Nichts dergleichen geschah. Die Beantwortung der K-Frage wurde auf dem glatten Parkett überhaupt nicht zur Kenntnis genommen, so als ob es nicht wirklich um entscheidende Weichenstellungen in der deutschen Zukunftsgestaltung ginge.
Mal im Ernst. Prinzipiell glaube ich nicht, dass sich in der deutschen Wirtschaftspolitik sehr viel änderte, wenn es einen Kanzlerwechsel gäbe, dafür sind die fiskalischen und globalen Rahmenbedingungen viel zu einschnürend. Aber ich kann mir schon vorstellen, dass es – salopp formuliert – einerseits typische Stoiberaktien und andererseits Schröderreagible Wertpapiere gibt. Die demoskopisch unterfütterte Ahnung, wer von den beiden voraussichtlich gewinnen mag, dürfte durchaus für eine Kategorie beflügelnd wirken.
Das glauben Sie nicht?
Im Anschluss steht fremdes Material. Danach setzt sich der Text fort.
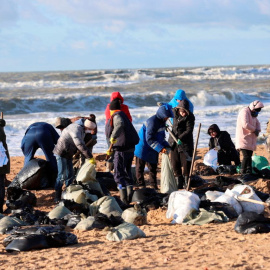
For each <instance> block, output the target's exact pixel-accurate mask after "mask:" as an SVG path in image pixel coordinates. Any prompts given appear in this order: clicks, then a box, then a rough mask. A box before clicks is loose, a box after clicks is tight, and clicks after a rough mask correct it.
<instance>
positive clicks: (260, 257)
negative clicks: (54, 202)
mask: <svg viewBox="0 0 270 270" xmlns="http://www.w3.org/2000/svg"><path fill="white" fill-rule="evenodd" d="M206 152H207V149H206V148H202V149H199V150H198V153H197V155H199V156H202V157H203V156H204V154H205V153H206ZM255 153H256V154H258V155H263V156H266V152H265V149H264V146H262V145H261V146H258V147H257V151H255ZM95 156H99V155H98V154H95ZM199 162H202V159H200V160H197V161H196V163H199ZM195 166H196V164H195ZM22 167H23V157H11V173H10V174H9V175H8V176H7V178H8V180H10V181H12V180H13V178H14V177H15V175H16V174H17V173H18V172H19V171H20V170H21V168H22ZM159 169H160V166H159ZM104 170H105V161H102V160H100V161H97V171H104ZM159 171H160V170H159ZM202 178H203V179H208V180H212V179H214V178H215V176H214V175H213V176H208V177H202ZM146 179H147V178H146ZM158 179H160V173H159V174H158ZM258 181H260V185H259V186H258V188H259V189H261V191H264V192H265V191H266V190H267V183H268V181H269V180H258ZM32 192H33V193H34V194H35V195H36V196H37V200H38V201H37V207H36V208H35V209H38V210H42V211H46V212H49V211H50V210H52V209H53V208H54V206H55V204H54V202H53V198H54V190H53V189H46V190H41V191H32ZM268 192H269V191H268ZM165 214H166V209H161V208H160V209H157V210H151V211H150V212H148V216H147V220H148V224H147V225H143V226H140V228H141V229H142V230H143V231H144V232H145V234H146V236H147V237H146V238H141V239H136V240H130V241H122V242H110V241H108V240H106V234H107V232H104V231H101V230H97V229H95V230H92V231H86V232H81V231H80V232H79V231H75V230H72V229H68V230H69V231H71V232H73V233H74V234H76V235H77V237H78V244H76V245H73V246H68V247H61V248H51V249H43V250H35V251H29V252H21V253H17V252H14V253H7V252H6V251H5V248H4V246H3V245H1V248H0V269H21V270H22V269H43V268H46V269H202V270H206V269H208V270H210V269H245V270H251V269H269V268H270V255H269V252H270V247H269V243H268V241H269V240H270V234H255V235H242V234H238V233H236V232H235V231H234V225H235V220H232V221H229V222H228V223H212V224H207V225H203V226H187V225H179V224H177V225H172V224H170V220H168V219H166V217H165ZM5 237H6V235H0V241H1V243H2V242H3V239H4V238H5Z"/></svg>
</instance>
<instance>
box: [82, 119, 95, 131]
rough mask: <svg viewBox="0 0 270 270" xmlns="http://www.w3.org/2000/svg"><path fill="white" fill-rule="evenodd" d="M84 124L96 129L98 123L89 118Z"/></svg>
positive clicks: (87, 126)
mask: <svg viewBox="0 0 270 270" xmlns="http://www.w3.org/2000/svg"><path fill="white" fill-rule="evenodd" d="M84 126H85V127H87V128H90V129H95V128H96V127H97V125H96V124H95V123H94V122H92V121H90V120H88V119H86V120H85V121H84Z"/></svg>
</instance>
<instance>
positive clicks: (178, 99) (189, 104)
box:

Es gibt ähnliche Beispiele. Wer früh genug auf Bush setzte und mit dieser Meinung Tabak-, Rüstungs- und Ölaktien kaufte, sitzt heute auf fetten Kursgewinnen. Die Nase richtig in den Wind zu halten lohnt also.
Die eher sozialdemokratische Lust an der Reglementierung dürfte bei einem Verbleiben von Kanzler Schröder im Amt eindeutig die Aktien der Deutschen Telekom und der Post unterstützen, die es im Übrigen ja auch dringend nötig haben. Profitieren dürften auch die Automobiltitel, allen voran VW, daneben aber auch noch Konsumaktien.
Gewänne Stoiber, dann sollten speziell Energieversorger (Eon, RWE) auf der Gewinnerseite stehen, da der Bayer voraussichtlich den Atomausstieg rückgängig machen würde. Darüber hinaus dürften Medienwerte und Technologietitel avancieren.
Apropos: Wenn der Jürgen Möllemann wieder Regierungsmitglied werden sollte, was bei den Gelben sowohl prozentual als auch von deren Unterschlupfmentalität her möglich wäre, dann müssten auch noch andere Aktien in Betracht gezogen werden. Aber wer etwa stellt Fallschirme her, Juxartikel oder Luftschlösser? Suchet und findet.